Собрание сочинений. Том 4 - страница 19



– А Прон что?

– На том месте, где утопилась Ульяна, посадил Прон осокорь, в память о ней.

Словно бы затмение нашло на Прона. Едешь ли, идешь ли мимо – он сидит около своего деревца, лицом к воде, неподвижно, словно статуя какая. Так и прозвали люди осокорь Пронькиным.

Так вот жизнь и потекла. Войны Прона не тронули, вернулся невредимым. Когда за сорок перевалило, уже после Отечественной, женился он тут на одной, но через год она умерла. Доживает один. А осокорь растет себе на здоровье. В сороковых годах, когда здесь была сельсоветская делянка, чуть было не спилили его. Прон отбил. Поставил леснику Митрию Жучкову литр самогону, и делу конец. А теперь осокорь никакой пилой не возьмешь. Но и ему недолго осталось жить. Один год, лет эдак десять назад, смыло в половодье огромадную кручу.

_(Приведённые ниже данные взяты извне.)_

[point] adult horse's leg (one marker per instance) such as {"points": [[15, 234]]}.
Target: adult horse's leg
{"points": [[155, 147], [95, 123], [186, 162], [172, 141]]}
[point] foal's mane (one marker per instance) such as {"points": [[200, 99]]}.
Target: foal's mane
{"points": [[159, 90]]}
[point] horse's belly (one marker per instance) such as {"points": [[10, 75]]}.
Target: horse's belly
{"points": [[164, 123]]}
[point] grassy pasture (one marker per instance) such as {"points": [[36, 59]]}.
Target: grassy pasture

После этого каждый год речной обрыв приближается к дереву метров на пять. С того года на Прона нашло опять навроде затмения. Придет на кручу, сядет – да так и просидит до сумерек. Каждую весну первым делом спешит к осокорю – узнать сколько до него осталось. Помяни моё слово: они и умрут в одно время…

* * *

Старик Репков умер в конце апреля…

…Не дожидаясь, когда спадет полая вода на плоскодонке добрался я по пустынной широкой водной глади до Лушкиной поляны. Рискуя быть перевернутым взъерошенным, свинцово-темным потоком потерявшей русло реки, направился к тому месту, где должен быть осокорь. Подгоняемый желанием узнать, увидеть, что старик Качимов ошибся – бросил я своё утлое суденышко в пасть потоку, рвущемуся с Лушкиной поляны к реке. Осокоря на месте не было. Там, где когда-то он стоял, утробно картавили водяные воронки. Везде, куда доставал глаз, куда несло течением потерявшую управление мою лодку, было одно лишь седое кипение воды…

Старик Репков и дерево умерли в одну и ту же пору, весной, когда щедрая от весенних талых вод река Самара далеко окрест несла, как бы впрок, животворную влагу высыхающим к середине лета старицам и бесчисленным, зацветающим в иной безводный год, безымянным озеркам.

Журавли

Сумрачно и тихо. Лишь у крайней избы грудной ласкающий голос мерно разрезает податливый вечерний воздух. Зовут чью-то запропавшую Звездочку. Но и этот голос смолк.

Проскрипели неподалеку на ферме видавшие виды ворота, и все на некоторое время смолкло.

В селе, до которого от степного ильменька всего каких-то метров триста, текла своя вечерняя жизнь.

Заря кончалась, а уток не было.

И вдруг с вышины, где безраздельно властвовал один только звездный, холодный свет, донесся тревожный, тоскливый и удивительный звук. Казалось, кто-то на незнакомом языке кого-то звал за собой и в то же время прощался навсегда. И этот кто-то приближался ко мне. Завораживающий голос был уже, кажется, совсем рядом. Вот он, почти над головой! Там, где только что была одна Большая Медведица, распластался трепещущий клин.

Журавли! Конечно же, журавли! – упивался я своим открытием, забыв о ружье и махая им, как палкой.

Журавли сделали плавный полукруг над болотом, выровнялись и величаво потянулись в сторону угрюмо темнеющего леса.

Какая-то сила сорвала меня с болотной кочки. Они улетали! Я побежал за ними, завороженный сказочной, не перестающей литься с неба, мелодией. Потом, будто устыдившись чего-то, остановился. Вернулся к ружью, забытому на болотной кочке, и долго стоял, потрясенный. Я что-то потерял. Минуту назад я был богаче. С журавлями от меня оторвалось и улетело что-то большое и светлое, но что именно, мне мальчишке, понять было трудно.